Back to the PS3, it had obviously been used around a smoker, though the house where I bought it wasn’t one. So I had no idea it was a smoker unit. Anyway, I deep cleaned everything. As a note, if the discs have a tough time going in, it’s because these little rubber spindles attached to plastic gears on the top cover of the drive get dust and grime (or tar) on them, just clean them with some isopropyl and they’re good again.

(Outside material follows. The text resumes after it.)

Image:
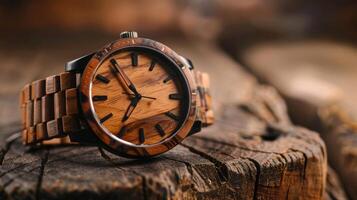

And yes, getting that bottom ribbon cable connected again was a minor annoyance. I did a little research and the best method with this earlier model ps3 slim is to take the top cover off the drive (make sure no disc is present) then remove the top part of drive with eject gears, then you can easily disconnect the ribbon cable for the laser that goes to the board. interesting note is that with the later ps3 blu ray, you cannot remove the drive cover with the drive installed in the ps3 because two screws for the cover are underneath the drive. See pics for earlier drive ribbon location vs new drive ribbon cables.
And no, cleaning it thoroughly did not get rid of the smoke smell, if anything, it made it worse! My guess in the power supply is coated, I sprayed it with compressed air, but did not open it up to clean because I didn’t feel like mucking around in there, discharging capacitors and what not. I think the components heat up when turned on and release that lovely stale smoke smell. At least it’s cleaner, new thermal compound, fan and fins totally clean. I’ll just have to deal with the smell till it goes away.
*Edit – Cleaning actually did help with the smell immensely. The smell was stronger for a day and quickly dissipated. However, I do wonder if I should get in and clean the power supply board… This video has a board to a ps4 power supply from a smoker and…ya, gross. Another reason to not smoke.